It was one nasty viral infection. I lied in bed with her and cried. It hurt in my soul. I agonized over seeing her suffer. I prayed to everyone and anyone listening, “Please, help my little girl! Help me to help her.”

And then a terrifying question came to mind, “What if my little girl dies?”

My mind went spiraling down. I told myself that bad things happen to good people. Sudden and mysterious tragedies. Innocent children die. Why would my child be an exception? It was torture.

But in that moment, an unexpected thought came forth from deep within me—from my soul.

I affirmed with every cell of my body, with my whole being, that I had done everything in my power to help my child throughout her short life. And if this was the end for her, then there was nothing I would have done differently.

I gave her everything that I did not get during my formative years. I overcame numerous, painful breastfeeding challenges and managed to still nurse her and create a beautiful bond. I co-slept and endured many sleepless nights with her. I spent quality time with her creating healthy attachment and a positive base for emotional security.

I loved her more than anything in the world, and I always would.

Nothing would ever change that.

We would always be connected in spirit, no matter what happens.

And with that, I let my tight human grip on her go…

What happened next was a complete surprise to me.

A feeling of deep peace came over me. My tense body softened and relaxed. My heavy heart felt lighter. I held my little girl in my arms, and we both fell asleep.

The next morning, she woke up smiling. The fever had subsided, and I was relieved!

The biggest fear for a parent is losing their child. And yet, in our logical human minds, we understand death and our mortality. We know that the day will come when we’ll each transition and pass on.

But tell that to any parent, and it’s the last thing they want to hear or acknowledge.

When my little girl started to go to preschool, she became exposed to all kinds of germs and viruses that kids give to each other. This is just part of the normal process of growing up. But it also meant that she was getting sick all the time. It was relentless, exhausting, and terrifying.

People would tell me that this was just her body’s way of building up strong immunity, which did not comfort me whatsoever.

No parent wants to see their child sick and suffering. And for new parents, it’s even harder. It feels like you’re being thrown into the deep end with no lifesaver. Your lack of experience and understanding only makes it scarier.

It’s a part of parenting that no one seems to tell you about before you have kids. Non-parents might empathize as they see their friends and family go through this. But when it’s your kid, the only thing that you can focus on is getting them back to full health.

So if you recall your own parents agonizing every time you got sick, it might have been because they felt like they were drowning in the deep end of overwhelm and terrified of losing you.

I have so much more patience and understanding now for newbie parents than I did before I became a mother. I now understand that each episode of sickness can be a chance to gain greater wisdom, trust, and connection with my own growing mother’s intuition.

That said, many parents, like me, making an effort to consciously raise our children, find ourselves in a dilemma.
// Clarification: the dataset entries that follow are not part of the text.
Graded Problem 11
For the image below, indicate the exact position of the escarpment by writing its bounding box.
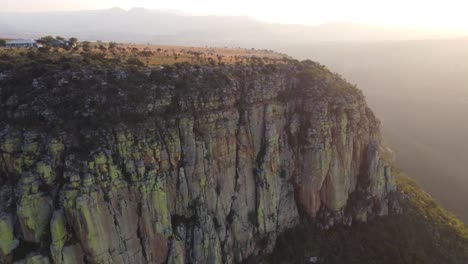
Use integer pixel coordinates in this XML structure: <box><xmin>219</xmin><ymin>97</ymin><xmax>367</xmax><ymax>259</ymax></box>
<box><xmin>0</xmin><ymin>62</ymin><xmax>396</xmax><ymax>263</ymax></box>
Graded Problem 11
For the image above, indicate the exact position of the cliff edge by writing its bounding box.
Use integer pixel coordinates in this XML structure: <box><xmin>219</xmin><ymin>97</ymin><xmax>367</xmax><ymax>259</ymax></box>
<box><xmin>0</xmin><ymin>55</ymin><xmax>399</xmax><ymax>263</ymax></box>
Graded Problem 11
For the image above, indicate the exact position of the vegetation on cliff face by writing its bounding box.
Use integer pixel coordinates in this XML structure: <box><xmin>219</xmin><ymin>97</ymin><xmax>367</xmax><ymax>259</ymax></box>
<box><xmin>0</xmin><ymin>48</ymin><xmax>464</xmax><ymax>263</ymax></box>
<box><xmin>262</xmin><ymin>169</ymin><xmax>468</xmax><ymax>264</ymax></box>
On one hand, we want to practice healthy attachment with our children. And at the same time, we want to cultivate a spiritual practice of less attachment to the physical, which includes our children.

Enter ultra compassion.

This is where I’ve seen and experienced the great importance of being compassionate with both ourselves and with others. Because parenting is messy, topsy-turvy, and yet also magical and beautiful all at the same time.

For example, from time to time, the same terrifying thought will pop in my head: “What if my daughter dies?” When this happens, I go back to that moment and reconnect with the same sensation of eternal love and peace. I’m gentle and tender with my sensitive self. The fear dissipates, and I focus back on the joy of having my daughter with me right here and now.

Because the truth is, I am completely attached to the most important person in my life—my daughter.

And at the same time, I embrace the idea that a loved one is never really gone, but rather has reemerged with source energy as a nonphysical being. There is an eternal connection to our loved ones through energy and spirit that continues even when their physical presence is not with us.

Even though they seem contradictory, there is a space for both healthy human attachment and a spiritual practice of non-attachment to co-exist. For all of us.

As parents, it is our role and honor to help guide our children to reach their greatest potential and expression of themselves.

I remind myself that my daughter does not belong to me. I might be her legal guardian. I might be her mother. But she is her own person. Her own soul. She has come to this world with a unique vision and her own lessons to learn.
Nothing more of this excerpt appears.